The palings are glued together like a wall,
And there is no waft of wind with the fleecy fall.
A sparrow enters the trees,
A snow-lump thrice his own slight size
Descends on him and showers his head and eyes,
And overturns him,
And near inurns him,
And lights on a nether twig, when its brush
Starts off a volley of other lodging lumps with a rush.
The steps are a blanched slope,
Up which, with feeble hope,
A black cat comes, wide-eyed and thin:
And we take him in.
Thomas Hardy, 1925
One of the most surprising things about Thomas Hardy's poetry is that, prolific as he was--his Collected Poems runs to nearly a thousand pages--he seldom if ever used the same metrical form twice.

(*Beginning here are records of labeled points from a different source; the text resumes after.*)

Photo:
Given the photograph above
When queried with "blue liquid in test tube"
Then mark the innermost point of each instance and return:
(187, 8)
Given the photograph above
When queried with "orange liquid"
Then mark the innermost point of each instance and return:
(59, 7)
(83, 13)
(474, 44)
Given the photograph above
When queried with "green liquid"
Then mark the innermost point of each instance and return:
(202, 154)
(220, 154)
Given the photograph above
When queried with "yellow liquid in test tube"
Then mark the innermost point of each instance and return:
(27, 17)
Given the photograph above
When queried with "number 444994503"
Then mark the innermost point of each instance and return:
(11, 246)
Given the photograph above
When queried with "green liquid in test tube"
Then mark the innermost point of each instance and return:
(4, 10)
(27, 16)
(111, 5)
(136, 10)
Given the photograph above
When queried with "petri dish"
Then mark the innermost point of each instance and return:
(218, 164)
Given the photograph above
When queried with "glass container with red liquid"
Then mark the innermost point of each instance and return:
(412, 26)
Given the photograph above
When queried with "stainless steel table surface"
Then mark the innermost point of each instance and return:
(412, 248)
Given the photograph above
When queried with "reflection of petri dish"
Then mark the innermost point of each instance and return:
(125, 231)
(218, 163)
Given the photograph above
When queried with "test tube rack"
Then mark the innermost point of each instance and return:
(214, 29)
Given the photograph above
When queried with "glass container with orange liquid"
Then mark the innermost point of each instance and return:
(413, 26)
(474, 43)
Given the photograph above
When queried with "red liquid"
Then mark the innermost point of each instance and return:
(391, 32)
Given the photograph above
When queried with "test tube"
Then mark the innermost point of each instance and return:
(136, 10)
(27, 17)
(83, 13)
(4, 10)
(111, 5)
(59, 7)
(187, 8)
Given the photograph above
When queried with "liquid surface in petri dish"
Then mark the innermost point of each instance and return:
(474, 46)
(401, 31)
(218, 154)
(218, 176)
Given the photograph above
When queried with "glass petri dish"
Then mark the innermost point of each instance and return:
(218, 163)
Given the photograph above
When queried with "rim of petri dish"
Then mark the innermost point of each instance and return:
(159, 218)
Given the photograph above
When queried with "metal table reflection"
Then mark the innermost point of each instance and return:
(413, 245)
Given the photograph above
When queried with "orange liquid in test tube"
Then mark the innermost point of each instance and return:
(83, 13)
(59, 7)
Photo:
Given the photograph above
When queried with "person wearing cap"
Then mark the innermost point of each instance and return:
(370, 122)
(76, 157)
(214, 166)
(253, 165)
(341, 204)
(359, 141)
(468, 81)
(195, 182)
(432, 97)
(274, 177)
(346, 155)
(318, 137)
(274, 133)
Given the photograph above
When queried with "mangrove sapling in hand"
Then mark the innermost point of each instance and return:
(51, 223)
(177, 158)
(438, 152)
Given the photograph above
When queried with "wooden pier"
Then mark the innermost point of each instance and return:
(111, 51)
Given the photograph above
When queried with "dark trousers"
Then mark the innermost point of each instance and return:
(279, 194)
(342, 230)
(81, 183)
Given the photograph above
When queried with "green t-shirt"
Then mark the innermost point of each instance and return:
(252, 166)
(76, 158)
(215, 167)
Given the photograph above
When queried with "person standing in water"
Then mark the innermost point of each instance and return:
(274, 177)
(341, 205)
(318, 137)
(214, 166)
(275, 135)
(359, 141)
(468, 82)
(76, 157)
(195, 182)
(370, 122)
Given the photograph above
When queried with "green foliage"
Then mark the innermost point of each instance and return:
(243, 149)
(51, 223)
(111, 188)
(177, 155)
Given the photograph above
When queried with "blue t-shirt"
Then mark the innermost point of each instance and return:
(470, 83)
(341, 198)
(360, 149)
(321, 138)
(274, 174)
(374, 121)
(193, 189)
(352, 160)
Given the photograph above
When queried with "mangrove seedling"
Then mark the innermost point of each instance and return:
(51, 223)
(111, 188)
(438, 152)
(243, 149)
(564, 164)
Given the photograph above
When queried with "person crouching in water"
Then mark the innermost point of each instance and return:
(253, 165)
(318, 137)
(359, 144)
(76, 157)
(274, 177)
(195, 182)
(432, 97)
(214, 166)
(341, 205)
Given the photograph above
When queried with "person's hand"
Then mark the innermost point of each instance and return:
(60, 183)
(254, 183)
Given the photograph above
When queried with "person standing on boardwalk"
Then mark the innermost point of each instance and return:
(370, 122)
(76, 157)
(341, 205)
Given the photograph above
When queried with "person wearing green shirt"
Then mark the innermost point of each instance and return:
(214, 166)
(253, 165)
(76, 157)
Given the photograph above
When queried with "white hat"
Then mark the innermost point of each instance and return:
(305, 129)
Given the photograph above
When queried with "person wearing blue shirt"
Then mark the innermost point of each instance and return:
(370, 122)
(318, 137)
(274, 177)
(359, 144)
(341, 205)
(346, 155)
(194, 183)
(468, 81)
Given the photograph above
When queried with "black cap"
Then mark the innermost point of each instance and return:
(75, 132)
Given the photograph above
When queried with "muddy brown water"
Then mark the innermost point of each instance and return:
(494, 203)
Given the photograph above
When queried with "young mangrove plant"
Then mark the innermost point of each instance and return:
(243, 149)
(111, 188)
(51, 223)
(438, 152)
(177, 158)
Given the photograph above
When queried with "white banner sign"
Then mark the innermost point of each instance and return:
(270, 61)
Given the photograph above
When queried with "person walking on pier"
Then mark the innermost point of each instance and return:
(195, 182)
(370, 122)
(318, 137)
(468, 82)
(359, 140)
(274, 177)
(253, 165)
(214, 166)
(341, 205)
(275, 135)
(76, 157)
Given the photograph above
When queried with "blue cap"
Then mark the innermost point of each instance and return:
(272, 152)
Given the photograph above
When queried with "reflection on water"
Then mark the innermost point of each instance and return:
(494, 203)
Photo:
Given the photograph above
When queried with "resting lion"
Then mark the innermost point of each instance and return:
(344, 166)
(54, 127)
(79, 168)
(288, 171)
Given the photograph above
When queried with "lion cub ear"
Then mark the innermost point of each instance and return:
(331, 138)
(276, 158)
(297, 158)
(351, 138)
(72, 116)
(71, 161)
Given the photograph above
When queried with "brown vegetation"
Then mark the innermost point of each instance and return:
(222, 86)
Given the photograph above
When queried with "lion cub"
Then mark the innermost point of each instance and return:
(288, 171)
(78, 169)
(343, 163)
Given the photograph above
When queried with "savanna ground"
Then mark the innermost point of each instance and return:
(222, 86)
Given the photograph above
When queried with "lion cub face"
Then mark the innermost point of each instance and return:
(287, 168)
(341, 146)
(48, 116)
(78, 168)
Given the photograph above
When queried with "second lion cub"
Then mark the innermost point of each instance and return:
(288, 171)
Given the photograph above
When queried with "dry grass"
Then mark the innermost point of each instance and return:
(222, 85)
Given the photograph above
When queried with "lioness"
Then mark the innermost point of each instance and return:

Here his words seem to float and drift and fly, just like the snow.
This poem appeared in Hardy's seventh collection, Human Shows, published in 1925 when he was 85. It was the last collection of his he would see in print, but, after his death three years later, his literary executors--his widow Florence and Sydney Cockerell--published "Winter Words", which contains some of Hardy's best loved poems ("Proud Songsters" is a special favorite of mine.)
Few poets in any language have done some of their finest work in their ninth decade, as Hardy did.